Now, consider $b\in B\cap C$. $(B\setminus \{b\})\cup \{x\}$ must be independent, otherwise it would imply the existence of another circuit $C'\neq C$ within $B\cup\{x\}$. Suppose that $(B\setminus \{b\})\cup \{x\}$ is not a basis. Then there is $e\in E\setminus (B\cup \{x\})$ such that $(B\setminus \{b\})\cup \{x,e\}$ is independent. The set $B\cup \{e\}$ contains a unique circuit $C'$ that contains $e$. We must have $b\in C'$, otherwise $C'\subseteq (B\setminus \{b\})\cup \{x,e\}$, which is a contradiction. However, $b\in C$ and $b\in C'$ implies the existence of a third circuit contained in $(C\cup C')\setminus \{b\}$ by Property 2. This contradicts the independence of $(B\setminus \{b\})\cup \{x,e\}$, so $(B\setminus \{b\})\cup \{x\}$ must be a basis.

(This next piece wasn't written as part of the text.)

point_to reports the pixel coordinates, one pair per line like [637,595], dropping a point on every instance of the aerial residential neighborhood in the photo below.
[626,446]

Finally, consider $b\in B$ such that $b\notin C$. Then $(B\setminus\{b\})\cup\{x\}$ contains $C$ and cannot be a basis.

Lemma 2: Consider a collection of distinct circuits $C_1,C_2,...,C_n$ satisfying $C_k\not\subseteq \bigcup_{i\neq k}C_i$ for all $k\in\{1,2,...,n\}$. If $S\subseteq E$ with $|S| < n$, $\exists C\in \mathcal C$ such that $C\subseteq \left(\bigcup_i C_i\right)\setminus S$.

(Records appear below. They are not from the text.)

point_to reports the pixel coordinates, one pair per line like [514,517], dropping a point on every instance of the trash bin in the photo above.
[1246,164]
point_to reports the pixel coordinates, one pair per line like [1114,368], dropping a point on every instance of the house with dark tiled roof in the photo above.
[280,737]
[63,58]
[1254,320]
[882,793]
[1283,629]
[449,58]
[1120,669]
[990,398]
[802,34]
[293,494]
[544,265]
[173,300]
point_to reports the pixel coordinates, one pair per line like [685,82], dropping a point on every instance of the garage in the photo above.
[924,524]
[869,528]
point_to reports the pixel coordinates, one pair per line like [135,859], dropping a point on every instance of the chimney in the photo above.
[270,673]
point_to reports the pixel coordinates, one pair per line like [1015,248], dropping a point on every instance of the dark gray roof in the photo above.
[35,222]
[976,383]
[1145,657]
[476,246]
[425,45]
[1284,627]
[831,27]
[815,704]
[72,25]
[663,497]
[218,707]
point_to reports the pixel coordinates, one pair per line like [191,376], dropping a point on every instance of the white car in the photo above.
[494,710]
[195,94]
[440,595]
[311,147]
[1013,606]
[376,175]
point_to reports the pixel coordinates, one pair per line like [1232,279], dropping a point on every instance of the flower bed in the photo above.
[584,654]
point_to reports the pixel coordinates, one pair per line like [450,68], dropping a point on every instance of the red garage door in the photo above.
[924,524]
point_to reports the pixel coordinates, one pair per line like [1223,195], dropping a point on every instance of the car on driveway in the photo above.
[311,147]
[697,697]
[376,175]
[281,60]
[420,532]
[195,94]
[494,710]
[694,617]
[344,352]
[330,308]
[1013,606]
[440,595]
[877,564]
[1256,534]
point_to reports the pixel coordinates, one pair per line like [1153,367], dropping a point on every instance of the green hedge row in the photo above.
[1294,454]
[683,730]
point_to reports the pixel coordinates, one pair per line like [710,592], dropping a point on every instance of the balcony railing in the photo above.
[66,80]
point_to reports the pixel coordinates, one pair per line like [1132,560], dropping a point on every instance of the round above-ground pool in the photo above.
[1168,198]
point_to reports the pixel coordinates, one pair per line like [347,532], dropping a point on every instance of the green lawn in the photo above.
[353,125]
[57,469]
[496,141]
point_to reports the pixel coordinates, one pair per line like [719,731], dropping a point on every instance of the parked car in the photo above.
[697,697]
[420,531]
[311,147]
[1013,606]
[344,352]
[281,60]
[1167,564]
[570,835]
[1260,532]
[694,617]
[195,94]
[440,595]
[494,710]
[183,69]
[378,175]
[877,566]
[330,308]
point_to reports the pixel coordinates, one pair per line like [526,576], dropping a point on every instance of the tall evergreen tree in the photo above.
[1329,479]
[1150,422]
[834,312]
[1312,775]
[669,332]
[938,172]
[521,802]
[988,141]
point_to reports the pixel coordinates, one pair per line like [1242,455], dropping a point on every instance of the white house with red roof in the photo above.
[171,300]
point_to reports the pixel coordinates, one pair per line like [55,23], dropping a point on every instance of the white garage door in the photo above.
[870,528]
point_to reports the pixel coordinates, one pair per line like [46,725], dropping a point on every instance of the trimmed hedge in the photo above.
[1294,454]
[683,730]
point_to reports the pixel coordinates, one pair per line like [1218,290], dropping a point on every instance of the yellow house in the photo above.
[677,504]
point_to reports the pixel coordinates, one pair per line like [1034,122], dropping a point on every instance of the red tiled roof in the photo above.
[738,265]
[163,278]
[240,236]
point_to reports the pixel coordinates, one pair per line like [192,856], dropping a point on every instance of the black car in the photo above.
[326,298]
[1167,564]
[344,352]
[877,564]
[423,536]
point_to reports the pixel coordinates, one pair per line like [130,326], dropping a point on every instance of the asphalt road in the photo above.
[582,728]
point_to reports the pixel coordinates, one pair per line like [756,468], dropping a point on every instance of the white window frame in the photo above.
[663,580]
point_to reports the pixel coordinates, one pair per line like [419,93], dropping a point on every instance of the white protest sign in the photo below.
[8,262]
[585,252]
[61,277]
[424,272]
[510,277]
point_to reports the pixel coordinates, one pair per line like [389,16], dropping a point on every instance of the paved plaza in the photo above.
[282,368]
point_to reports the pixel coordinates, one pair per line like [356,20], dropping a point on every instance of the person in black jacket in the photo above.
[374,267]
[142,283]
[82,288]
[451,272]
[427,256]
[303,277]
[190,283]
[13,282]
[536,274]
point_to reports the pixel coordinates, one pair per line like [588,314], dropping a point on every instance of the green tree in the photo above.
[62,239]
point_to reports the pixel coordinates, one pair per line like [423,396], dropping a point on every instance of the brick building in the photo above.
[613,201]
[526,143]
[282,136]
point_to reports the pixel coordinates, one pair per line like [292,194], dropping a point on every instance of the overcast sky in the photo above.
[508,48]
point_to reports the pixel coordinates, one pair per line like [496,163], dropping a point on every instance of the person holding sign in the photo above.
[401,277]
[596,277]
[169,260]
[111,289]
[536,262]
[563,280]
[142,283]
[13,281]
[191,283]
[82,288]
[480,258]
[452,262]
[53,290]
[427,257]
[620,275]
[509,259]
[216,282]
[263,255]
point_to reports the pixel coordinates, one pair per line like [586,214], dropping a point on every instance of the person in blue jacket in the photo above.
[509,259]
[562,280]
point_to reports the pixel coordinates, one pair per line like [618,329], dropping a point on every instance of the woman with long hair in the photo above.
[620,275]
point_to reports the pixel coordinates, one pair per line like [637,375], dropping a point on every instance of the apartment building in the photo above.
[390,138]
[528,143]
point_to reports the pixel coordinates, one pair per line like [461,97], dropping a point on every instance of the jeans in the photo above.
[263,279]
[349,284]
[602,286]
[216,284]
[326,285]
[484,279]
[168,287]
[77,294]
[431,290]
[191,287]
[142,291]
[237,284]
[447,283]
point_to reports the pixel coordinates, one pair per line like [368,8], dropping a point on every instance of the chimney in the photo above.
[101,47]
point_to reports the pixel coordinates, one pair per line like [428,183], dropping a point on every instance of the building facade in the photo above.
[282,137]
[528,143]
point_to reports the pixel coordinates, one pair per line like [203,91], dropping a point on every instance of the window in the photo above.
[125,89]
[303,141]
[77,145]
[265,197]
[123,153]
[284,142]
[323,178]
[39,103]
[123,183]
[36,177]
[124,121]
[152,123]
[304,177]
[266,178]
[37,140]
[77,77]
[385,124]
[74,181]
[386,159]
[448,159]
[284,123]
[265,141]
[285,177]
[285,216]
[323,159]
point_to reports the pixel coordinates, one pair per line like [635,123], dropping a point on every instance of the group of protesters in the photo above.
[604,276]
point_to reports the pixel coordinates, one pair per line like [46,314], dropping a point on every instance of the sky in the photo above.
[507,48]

Sketch: This is obviously true if $S$ is empty. If $S$ is non-empty, consider $s\in S$. If $s\not\in \bigcup_i C_i$, we can simply move on to the next element of $S$ immediately. On the other hand, if $s\in \bigcup_i C_i$, then there is some $C_j$ such that $s\in C_j$. Choose elements $c_\ell\in C_\ell\setminus \left(\bigcup_{i\neq\ell} C_i\right)$ for all $\ell\neq j$. For all $\ell\neq j$, we can find a circuit $C_\ell'$ such that $C_\ell'\subseteq (C_j \cup C_\ell)\setminus\{s\}$ and $C_\ell'$ contains $c_\ell$ using Property 2 as needed. Notice that in either case, we now have a collection of at least $n-1$ circuits, all of which are contained within $\left(\bigcup_i C_i\right)\setminus \{s\}$. We may continue to repeat this process with the $r-$th element of $S$ and our newly constructed collection of circuits until we end up with a collection of circuits satisfying the desired property. This final collection is guaranteed to have at least one circuit since $|S|<n$.

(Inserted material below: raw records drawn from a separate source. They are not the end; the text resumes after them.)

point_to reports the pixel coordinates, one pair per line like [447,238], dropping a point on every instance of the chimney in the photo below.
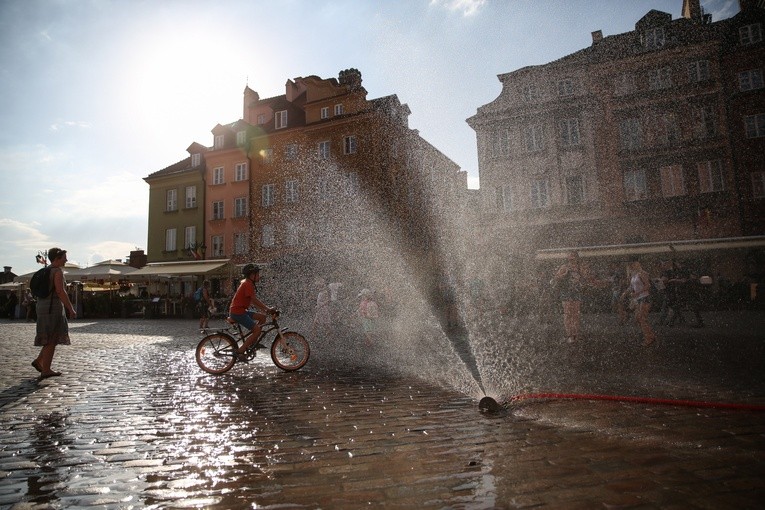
[692,10]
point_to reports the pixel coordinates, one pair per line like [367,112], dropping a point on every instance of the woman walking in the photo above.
[570,279]
[640,286]
[52,311]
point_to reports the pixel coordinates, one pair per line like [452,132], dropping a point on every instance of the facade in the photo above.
[176,212]
[320,177]
[648,136]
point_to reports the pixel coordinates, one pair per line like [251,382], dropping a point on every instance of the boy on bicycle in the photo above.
[244,298]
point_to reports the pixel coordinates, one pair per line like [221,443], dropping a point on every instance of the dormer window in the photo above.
[653,38]
[566,87]
[750,34]
[280,120]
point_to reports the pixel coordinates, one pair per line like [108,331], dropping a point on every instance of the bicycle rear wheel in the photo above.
[290,351]
[216,353]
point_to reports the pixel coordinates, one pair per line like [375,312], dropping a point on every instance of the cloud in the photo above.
[56,126]
[468,7]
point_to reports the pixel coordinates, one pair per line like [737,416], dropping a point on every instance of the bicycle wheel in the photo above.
[290,351]
[215,353]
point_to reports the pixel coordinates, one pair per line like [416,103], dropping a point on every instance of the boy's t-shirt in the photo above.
[243,297]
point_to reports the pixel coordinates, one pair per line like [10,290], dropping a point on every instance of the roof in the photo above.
[175,269]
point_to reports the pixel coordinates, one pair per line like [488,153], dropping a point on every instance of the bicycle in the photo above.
[216,353]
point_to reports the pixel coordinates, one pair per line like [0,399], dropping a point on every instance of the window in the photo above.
[240,207]
[569,132]
[218,175]
[217,244]
[566,87]
[750,34]
[705,122]
[631,134]
[710,176]
[240,172]
[324,189]
[267,195]
[653,38]
[635,187]
[529,93]
[352,183]
[280,119]
[349,145]
[499,145]
[672,182]
[574,190]
[218,213]
[533,136]
[624,84]
[324,150]
[750,80]
[240,244]
[660,78]
[268,236]
[539,195]
[290,192]
[505,198]
[698,71]
[172,200]
[170,239]
[191,237]
[758,184]
[191,197]
[291,233]
[755,125]
[669,131]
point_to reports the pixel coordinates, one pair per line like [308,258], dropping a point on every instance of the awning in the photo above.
[176,269]
[668,248]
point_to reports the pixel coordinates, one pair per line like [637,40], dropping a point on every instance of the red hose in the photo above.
[639,400]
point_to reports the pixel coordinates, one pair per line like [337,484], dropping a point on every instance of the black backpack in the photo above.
[40,284]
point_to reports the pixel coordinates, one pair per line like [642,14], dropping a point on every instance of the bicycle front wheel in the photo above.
[290,351]
[216,353]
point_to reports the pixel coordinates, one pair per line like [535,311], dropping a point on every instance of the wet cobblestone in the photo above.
[133,423]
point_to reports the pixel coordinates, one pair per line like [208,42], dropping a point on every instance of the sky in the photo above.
[97,94]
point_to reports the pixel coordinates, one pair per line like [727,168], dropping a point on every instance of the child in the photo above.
[369,313]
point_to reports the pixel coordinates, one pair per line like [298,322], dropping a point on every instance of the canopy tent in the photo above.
[159,270]
[667,248]
[109,270]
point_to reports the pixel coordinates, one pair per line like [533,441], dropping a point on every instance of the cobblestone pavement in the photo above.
[134,423]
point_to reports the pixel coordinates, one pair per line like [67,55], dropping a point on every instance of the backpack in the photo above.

Theorem: If $A,B\in\mathcal B$, then there is a bijection $\omega:A\rightarrow B$ such that $(A\setminus\{a\})\cup\{\omega(a)\}$ is a basis for all $a\in A$.

Proof: Consider $b\in B\setminus A$ and let $C_b$ be the unique circuit in $A\cup\{b\}$. Define $C_b' = C_b \cap (A\setminus B)$. $C_b'$ must be non-empty, otherwise $C_b\subseteq B$, which contradicts the independence of $B$. By Lemma 1, for all $a\in C_b'$, $(A\setminus \{a\})\cup \{b\}\in\mathcal B$.

Now, consider the family of sets $\mathcal F = (C_b':b\in B\setminus A)$. Suppose that there is a finite subfamily $\mathcal F_n = (C_{b_1}', C_{b_2}',...,C_{b_n}')$ such that $\left|\bigcup_{A\in \mathcal F_n}A\right|<n$. Then by Lemma 2, there is a circuit $C\subseteq \left(\bigcup_{i=1}^n C_{b_i}\right)\setminus \left(\bigcup_{A\in \mathcal F_n}A\right)$. But notice that $C\subseteq B$, which contradicts the independence of $B$. Therefore, no such subfamily can exist. We may therefore apply Hall's Theorem to conclude that $\mathcal F$ has a transversal $\tau$. Defining $\sigma(b) = \tau\left(C_b'\right)$ for $b\in B\setminus A$ and $\sigma(b) = b$ for $b\in B\cap A$, we obtain a bijection $\sigma: B\rightarrow A$ such that $(A\setminus \{\sigma(b)\})\cup \{b\}\in \mathcal B$. Then letting $\omega = \sigma^{-1}$, we have the claim.